1.00pm - By ELIZABETH NASH in Madrid
It is every art collector's dream: beneath clumsy overpainting and the murk of centuries, restorers cleaning up a dirty old oil painting discover an unknown work by the Spanish master, Francisco de Goya.
Paulino Gimenez, an art restorer from Malaga, announced at the weekend after 10 months of investigation that a privately-owned painting attributed to Salvador Maella, a lesser contemporary of Goya, was actually the work of the master himself.
The newly discovered Goya is dubbed the "Inmaculada" (The Immaculate Virgin) and shows the Virgin Mary standing on clouds gazing into heaven.
It is valued at 3m euros ($5.4 million) and auction houses are already competing to take charge of the sale. The work is thought to have been painted around 1781 when Goya - then 35 and already winning important commissions - was painting similar works.
"Through x-rays and chemical investigation of the pigment and the canvas we have found several similarities between this painting and another Goya of the same period, in particular a so-called hidden face typical of Goya's work, a cat, which is the cloud on which the virgin stands," said Mr Gimenez.
Not content with his own conclusions, Mr Gimenez sought the assistance of a chemical scientist, Enrique Parra Crego of Madrid's Analytical Laboratory for the Restoration and Conservation of Artworks.
Dr Crego concluded that the preparation, materials and canvas "are consistent with the attribution to Francisco de Goya." In particular, the Inmaculada shows similarities with two of Goya's best-known works that hang in the Prado Museum in Madrid, Dr Crego's report concluded.
They are the twin scenes of Madrid's ill-fated revolt against Napoleon's occupying troops in 1808, El Dos de Mayo (Second of May) also known as La carga le los mamelucos (The Charge of the Mamelukes) and El Tres de Mayo (Third of May).
Furthermore, details of The Inmaculada are comparable to a similar work, Asunta, that Goya painted in 1781, particularly the face of one of the angels, and a shadow cast upon the arm of the virgin. That painting is privately owned.
"Everything suggests that both works were created by Goya at around the same date," says Mr Gimenez.
Another comparable painting is a Goya Crucifixion held by the Prado. The painting, dated between the late baroque and the beginnings of neo-classicism, was brought to Mr Gimenez's workshop in Malaga in January in an appalling state, the restorer told La Opinion de Malaga newspaper, which broke the story at the weekend.
Measuring 1.70m by 1.13m, the canvas was not only ravaged by the passage of more than two centuries, but had been inexpertly overpainted to obscure the painting's original religious nature, and repeatedly re-varnished.

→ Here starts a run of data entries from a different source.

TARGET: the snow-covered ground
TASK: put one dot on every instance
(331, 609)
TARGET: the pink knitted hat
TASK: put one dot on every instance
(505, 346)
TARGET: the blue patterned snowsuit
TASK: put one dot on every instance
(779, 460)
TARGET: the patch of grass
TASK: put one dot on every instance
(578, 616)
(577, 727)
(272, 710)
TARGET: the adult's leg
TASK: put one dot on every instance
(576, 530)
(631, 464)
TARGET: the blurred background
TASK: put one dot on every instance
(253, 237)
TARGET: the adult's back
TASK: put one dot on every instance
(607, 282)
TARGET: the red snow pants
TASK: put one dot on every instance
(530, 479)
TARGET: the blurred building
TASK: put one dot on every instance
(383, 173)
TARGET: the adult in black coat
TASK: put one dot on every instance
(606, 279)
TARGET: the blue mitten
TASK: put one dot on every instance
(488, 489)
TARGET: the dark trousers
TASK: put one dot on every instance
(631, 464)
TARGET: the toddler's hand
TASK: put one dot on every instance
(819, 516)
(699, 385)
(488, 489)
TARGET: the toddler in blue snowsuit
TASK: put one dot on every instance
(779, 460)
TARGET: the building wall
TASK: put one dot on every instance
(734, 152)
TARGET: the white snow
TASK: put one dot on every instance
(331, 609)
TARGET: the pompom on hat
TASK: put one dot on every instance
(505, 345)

This is not the first unrecognised Goya to have been been recently discovered. Last year two previously unknown Goyas were found by chance when experts went to value another painting in a collector's home in Madrid. They found one Goya on a bedroom wall, another lurking in the dark corridor. The owner had no idea who painted the works and had considered them of little value.
The two works, La Sagrada Famila (The Holy Family) and Tobias y el Angel (Tobias and the Angel), dated around 1787, were put on sale and snapped up by the Prado. But Mr Gimenez had every reason to be cautious before going public with his discovery.

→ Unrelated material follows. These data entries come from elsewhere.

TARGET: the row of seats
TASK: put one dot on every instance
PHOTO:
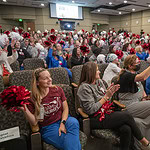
(60, 77)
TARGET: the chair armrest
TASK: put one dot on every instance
(36, 143)
(86, 126)
(119, 104)
(74, 85)
(35, 128)
(83, 114)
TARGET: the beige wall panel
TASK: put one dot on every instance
(136, 30)
(146, 13)
(114, 18)
(125, 17)
(145, 21)
(136, 22)
(136, 15)
(146, 29)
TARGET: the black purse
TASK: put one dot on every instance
(118, 106)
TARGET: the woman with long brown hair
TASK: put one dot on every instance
(132, 94)
(94, 99)
(48, 107)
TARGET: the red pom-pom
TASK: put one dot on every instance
(138, 36)
(47, 43)
(52, 39)
(44, 34)
(145, 46)
(20, 31)
(132, 51)
(84, 49)
(138, 42)
(52, 30)
(26, 35)
(14, 97)
(62, 42)
(119, 53)
(7, 32)
(133, 35)
(103, 39)
(91, 35)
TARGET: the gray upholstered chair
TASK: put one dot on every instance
(15, 66)
(59, 75)
(23, 78)
(33, 63)
(1, 84)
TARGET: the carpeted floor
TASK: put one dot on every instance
(99, 144)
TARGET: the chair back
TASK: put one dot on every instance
(1, 84)
(102, 68)
(59, 75)
(21, 78)
(76, 73)
(144, 65)
(15, 66)
(33, 63)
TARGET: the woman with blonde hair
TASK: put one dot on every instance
(132, 94)
(140, 54)
(48, 107)
(94, 99)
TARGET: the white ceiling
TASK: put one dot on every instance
(114, 9)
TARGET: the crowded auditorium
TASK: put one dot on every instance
(74, 75)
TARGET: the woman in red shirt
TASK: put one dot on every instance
(49, 109)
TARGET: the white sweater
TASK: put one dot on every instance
(7, 61)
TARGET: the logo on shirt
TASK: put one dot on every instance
(52, 107)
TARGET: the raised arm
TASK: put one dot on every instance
(143, 75)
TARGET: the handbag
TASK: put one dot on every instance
(118, 106)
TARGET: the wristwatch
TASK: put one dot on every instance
(63, 121)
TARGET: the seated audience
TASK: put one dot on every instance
(54, 60)
(94, 99)
(132, 94)
(77, 59)
(140, 54)
(112, 69)
(56, 126)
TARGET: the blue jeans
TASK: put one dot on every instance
(68, 141)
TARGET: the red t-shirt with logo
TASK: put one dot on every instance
(52, 104)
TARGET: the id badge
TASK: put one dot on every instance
(41, 115)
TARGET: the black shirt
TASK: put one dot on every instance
(127, 83)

In 1996 the director of the Prado Jose Maria Luzon was swept from office in disgrace after he announced with huge fanfare the discovery of a hitherto unknown Goya, during the restoration of General Franco's former torture chambers in the heart of Madrid.
That painting, described by Mr Luzon as "a cracker of a Goya" turned out to be the work of Salvador Maella, and was already registered in Madrid's city archives. A preliminary sketch was even logged in the Prado's own records as a Maella.
But latterly it has become more usual to demote existing Goyas than discover new ones. The authenticity of 150 of Goya's prodigious output of around 500 works has been challenged down the years.
Three years ago, the British Goya scholar Juliet Wilson-Bareau claimed El Coloso (The Colossos) and La Lechera de Burdeos (The Milkmaid of Bordeaux), late works on show in the Prado, were painted by someone else.
And last year the Madrid art historian Juan Jose Junquera even disputed Goya's celebrated Black Paintings, jewels in the crown of the Prado's extensive collection. Mr Junquera claimed these scenes of despair and chaos were probably painted by the artist's son Javier.